You may also put a cover over a plant, but be aware of the limitations. A cloth cover can help a bit, but it permits heat loss through the fabric. A plastic cover can be more effective, but you must avoid allowing it to come into contact with plant surfaces, since the plastic will act as a conductor of cold into the plant. If sub-freezing temperatures are predicted and your containerized plants are too numerous to move, you can employ the technique used by vegetable farmers: Icing. A layer of ice applied by a sprinkler can protect plant surfaces from the worst effects of cold. However, if you opt to go that route, you must be sure not to turn off the water too early. The best policy is to continue watering until the sun is high enough in the sky to melt the ice from plant surfaces.

Finally, you should give some consideration to what remedies to undertake following a damaging cold event. In most instances, the best approach is to assess the damage, but do nothing initially. In particular, don’t prune dead leaves from shrubs or trees; they tend to insulate the plant from further problems in any subsequent cold weather outbreaks, Wait until the chance of frost for the season is safely past.
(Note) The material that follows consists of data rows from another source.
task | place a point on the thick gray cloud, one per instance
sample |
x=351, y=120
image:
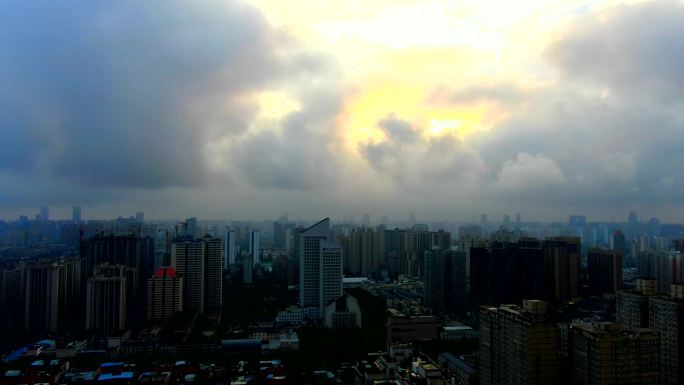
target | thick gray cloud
x=637, y=49
x=103, y=92
x=127, y=104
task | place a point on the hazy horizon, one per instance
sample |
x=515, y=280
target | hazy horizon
x=249, y=109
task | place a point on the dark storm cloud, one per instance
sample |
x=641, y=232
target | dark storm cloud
x=298, y=155
x=103, y=92
x=637, y=49
x=607, y=135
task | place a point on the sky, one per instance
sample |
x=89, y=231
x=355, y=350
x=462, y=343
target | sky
x=222, y=109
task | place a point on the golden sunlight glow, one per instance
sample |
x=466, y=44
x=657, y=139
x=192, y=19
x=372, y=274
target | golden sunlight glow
x=396, y=54
x=363, y=113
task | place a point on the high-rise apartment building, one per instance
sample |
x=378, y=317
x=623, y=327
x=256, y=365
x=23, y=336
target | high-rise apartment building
x=518, y=345
x=44, y=213
x=506, y=272
x=434, y=278
x=106, y=304
x=666, y=315
x=200, y=262
x=164, y=294
x=229, y=249
x=320, y=267
x=456, y=280
x=604, y=268
x=254, y=248
x=632, y=305
x=362, y=251
x=562, y=267
x=52, y=296
x=76, y=214
x=605, y=353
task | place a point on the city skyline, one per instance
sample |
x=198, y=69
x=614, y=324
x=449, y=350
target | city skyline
x=239, y=109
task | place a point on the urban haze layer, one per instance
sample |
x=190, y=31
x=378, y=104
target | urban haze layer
x=365, y=301
x=357, y=192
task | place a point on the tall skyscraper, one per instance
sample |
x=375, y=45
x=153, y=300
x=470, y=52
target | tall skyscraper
x=254, y=248
x=200, y=262
x=52, y=296
x=366, y=220
x=106, y=304
x=562, y=267
x=130, y=251
x=361, y=256
x=247, y=269
x=76, y=214
x=320, y=274
x=518, y=345
x=666, y=315
x=605, y=353
x=618, y=241
x=278, y=234
x=604, y=268
x=164, y=294
x=434, y=273
x=44, y=213
x=456, y=280
x=229, y=249
x=506, y=272
x=631, y=306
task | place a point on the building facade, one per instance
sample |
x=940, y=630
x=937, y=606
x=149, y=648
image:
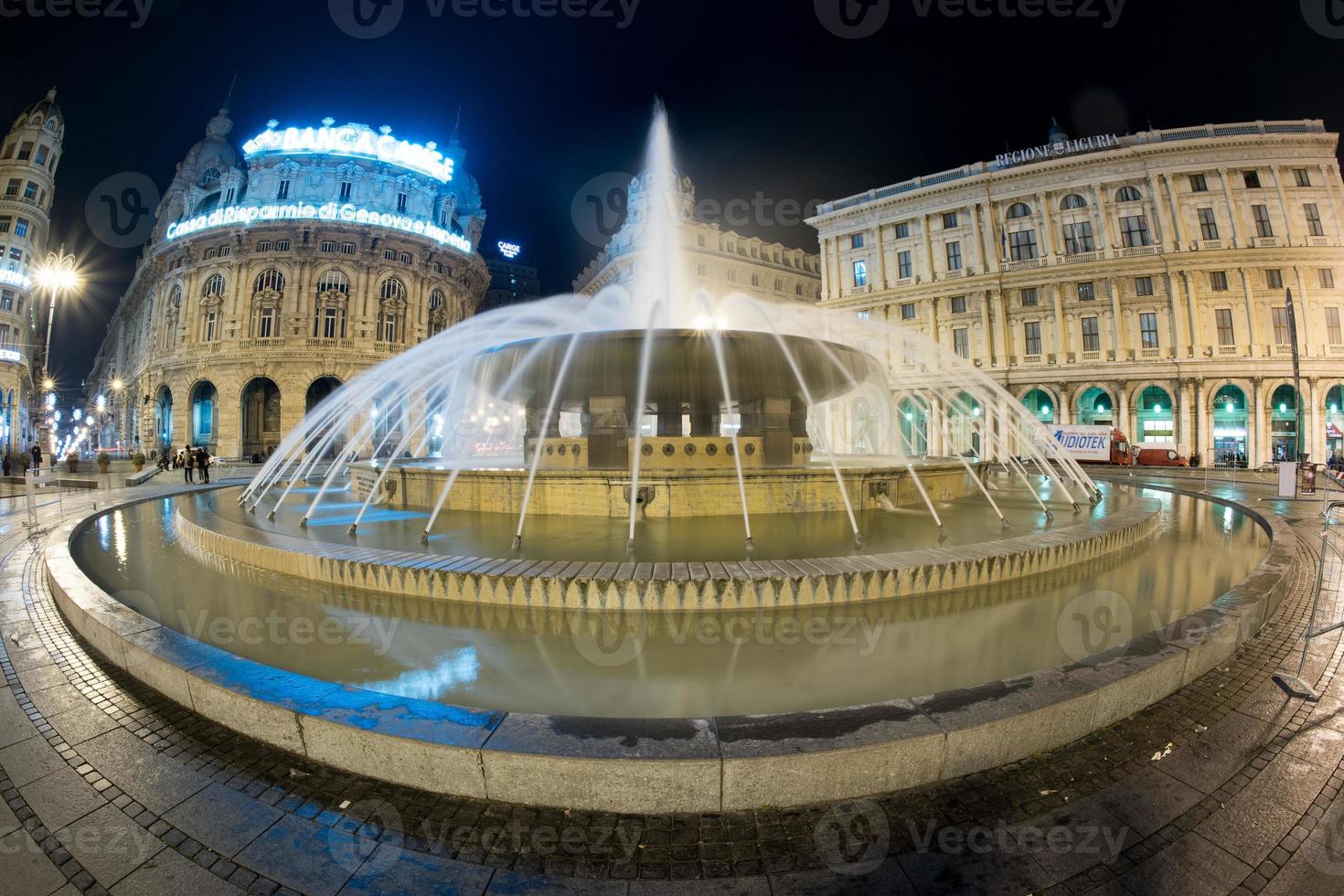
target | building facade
x=277, y=272
x=511, y=283
x=1153, y=283
x=28, y=157
x=717, y=261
By that time, the plant may generate new growth that provides you the perfect natural indicator of where to prune away dead material.

Even if your plant exhibits no outward signs of cold damage, don’t assume that it came through unscathed. Palms in particular may look fine even though they have suffered internal damage to the bud that may lead to the plant’s death months later. To be on the safe side if you own a species known to be cold-sensitive, pour or spray a fungicide (diluted according to label instructions) directly into the bud at the spot where new leaves emerge, and administer a second dose 7-10 days later. Alternatively, you may apply 3% hydrogen peroxide, the strength found in drugstore formulations, into the bud. But avoid the temptation to treat your palm with both types of chemicals; they are not compatible.

Maintain standard watering habits. While periods of rainy weather may relieve you of the need to provide supplemental water, you should stay alert for the sudden onset of dry weather that requires intervention on your part.